- Chapter 04
- To understand what language is, it is useful to look at how it differs from nonverbal communication, as well as its unique characteristics.
- Verbal and nonverbal codes differ from one another
- Nonverbal codes are generally analogic.
- Signs are part of the concept they signify
- Example: the lines in a realistic drawing that trace the natural shape and form of an object.
- Nonverbal emblems are an exception; their meaning arbitrary and conventionalized rather than natural.
- Verbal codes are generally digital.
- Signs are arbitrary and conventional symbols.
- Example: words, numbers, Braille.
- The verbal code has several characteristics that make it unique.
- Verbal codes consist of discrete, separable units.
- Language encourages the creation of new realities.
- Language allows abstract and logical thinking.
- 4 Verbal codes can be used self-reflexively.
- Language functions in many ways.
- It can conquer the silent and the unknown.
- It allows us to express and control emotion.
- It can reveal or camouflage thoughts and motives.
- It permits us to make and avoid contact.
- It allows the assertion of individual and social identity.
- It can be used to give or seek information.
- It allows us to control the world, at the same time that it controls us.
- It can be used to monitor and comment on the process of communication.
- Language can be analyzed on a number of levels.
- At the semantic level, we can analyze how meaning is conveyed through words.
- One kind of meaning, denotative meaning, is public and conventional
- Another kind of meaning, connotation, is private and emotionally charged.
- To be competent senders and receivers of messages we must be sensitive to both kinds of meaning.
- At the syntactic level, we can analyze how words are ordered and combined to create well-formed utterances.
- The rules of grammar tell language users how to combine words.
- We often judge people negatively if their grammar is different from ours; in truth, all language communities work out grammars some of which may violate the rules of others.
- At the pragmatic level, we can analyze the rules that govern the appropriate social use of language.
- Knowing when and how to use language is an important part of language learning.
- Language competence involves knowing pragmatic rules.
- A theory called the coordinated management of meaning (CMM) investigates the process by which we make pragmatic choices.
- Whenever we communicate, we perform speech acts.
- Speech acts are the actions we accomplish by talking.
- To understand content, we must recognize the speech act it is meant to accomplish.
- We use pragmatic rules as we process and produce speech acts.
- Constitutive rules allow us to translate speech acts into content, and content in to speech acts.
- Regulative rules tell us what speech acts are appropriate or inappropriate.
- The pragmatic rules we follow are sensitive to context.

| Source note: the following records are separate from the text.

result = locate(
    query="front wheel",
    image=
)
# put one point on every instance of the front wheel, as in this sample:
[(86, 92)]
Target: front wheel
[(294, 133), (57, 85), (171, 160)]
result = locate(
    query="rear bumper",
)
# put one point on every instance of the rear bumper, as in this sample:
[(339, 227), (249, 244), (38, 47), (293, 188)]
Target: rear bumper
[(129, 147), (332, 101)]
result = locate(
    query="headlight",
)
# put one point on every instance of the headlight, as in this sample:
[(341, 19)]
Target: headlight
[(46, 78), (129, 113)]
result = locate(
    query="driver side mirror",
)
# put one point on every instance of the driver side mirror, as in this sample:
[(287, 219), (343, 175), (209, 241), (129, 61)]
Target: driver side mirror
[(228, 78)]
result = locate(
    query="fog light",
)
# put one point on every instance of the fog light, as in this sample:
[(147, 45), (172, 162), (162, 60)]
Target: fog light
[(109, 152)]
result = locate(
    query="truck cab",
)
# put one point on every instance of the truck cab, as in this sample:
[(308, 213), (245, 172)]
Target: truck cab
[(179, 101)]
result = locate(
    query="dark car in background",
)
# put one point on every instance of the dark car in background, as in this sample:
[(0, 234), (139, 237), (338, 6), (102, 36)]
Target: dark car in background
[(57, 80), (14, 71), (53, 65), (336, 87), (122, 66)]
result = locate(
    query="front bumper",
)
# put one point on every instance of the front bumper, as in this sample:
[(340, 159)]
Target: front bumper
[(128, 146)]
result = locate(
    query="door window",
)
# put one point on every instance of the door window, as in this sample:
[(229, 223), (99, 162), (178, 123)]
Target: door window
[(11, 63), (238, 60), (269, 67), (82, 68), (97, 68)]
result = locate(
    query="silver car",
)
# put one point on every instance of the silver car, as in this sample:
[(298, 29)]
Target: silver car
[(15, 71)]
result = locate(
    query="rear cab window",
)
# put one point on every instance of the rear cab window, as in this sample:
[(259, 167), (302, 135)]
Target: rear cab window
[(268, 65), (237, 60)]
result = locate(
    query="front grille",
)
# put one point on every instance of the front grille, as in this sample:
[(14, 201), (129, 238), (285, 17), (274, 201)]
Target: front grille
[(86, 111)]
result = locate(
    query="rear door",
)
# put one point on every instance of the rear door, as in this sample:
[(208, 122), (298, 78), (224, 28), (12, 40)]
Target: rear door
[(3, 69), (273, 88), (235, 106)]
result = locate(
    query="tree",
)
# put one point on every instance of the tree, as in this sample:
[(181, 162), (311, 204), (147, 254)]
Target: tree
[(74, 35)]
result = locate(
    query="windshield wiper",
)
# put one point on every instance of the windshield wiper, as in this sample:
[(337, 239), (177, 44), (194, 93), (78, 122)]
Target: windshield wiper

Meanings differ depending on the episode, relationship, life script, and cultures of communicators.
- Episode refers to the situation in which an interaction occurs; example: hanging out or answering questions in class.
- Relationships refers to the way communicators define their connection; example: friends, colleagues, enemies.
- Life script refers to the self-image of the participants; example: a person may see him or herself as conservative and refined or as an unconventional iconoclast.
- Cultural pattern refers to the social/cultural norms that govern interaction: example, middle-class American culture, teen culture.
- There is a power dimension to language.
- According to the Sapir Whorf hypothesis, language controls perception and thought.
- Linguistic determinism is the idea that we see and experience the world through language.
- Linguistic relativity is a corollary that argues that people who speak different languages think differently.
- By assigning words to concepts, we can make them significant; by not naming them, we can cause them to be ignored.
- Language usage can indicate group membership and create social identity.
- According to Basil Bernstein, social class is reflected in code usage.
- Elaborated code users, who are middle class, use a more complex form of syntax and see the primary purpose of language as that of conveying information.
- Restricted code users, who are lower class, use a more rigid grammar and rely on context rather than words to convey meaning.
- Gender differences in language use have been identified.
- Men and women have been found to differ in the values they place on talk, the way they manage conversations, their vocabularies, and their sentence construction.
- Men and women also differ use of tag endings, qualifiers, and disclaimers is associated with the female register.
- These differences, while real, are quite slight and are affected by context.
- Gender differences should be interpreted carefully.
- It has been argued that whoever controls language controls thought.
- Critical theorists point out that:
- Words contain implicit points of view.
- The experiences of people defined as outsiders may be ignored and devalued, while the experiences of dominant groups may be valorized.
- Muted group theorists argue that subordinate groups may be silenced when their ways of speaking are not acknowledged.
- It is important to avoid language that degrades or subtly devalues others.
- Initiating and regulating conversation is an important communication skill.
- To initiate conversations, it is necessary to find a suitable topic.
- Experts in the art of conversation suggest looking to the situation or to the other person.
- Asking interesting open-ended questions is a good way to start a conversation.
- To keep the conversation going, participants should offer each other free information.
- Good conversational closings do three things.
- They let the other know the conversation is nearing an end.
- They signal supportiveness.
- They summarize the main topics of the interaction.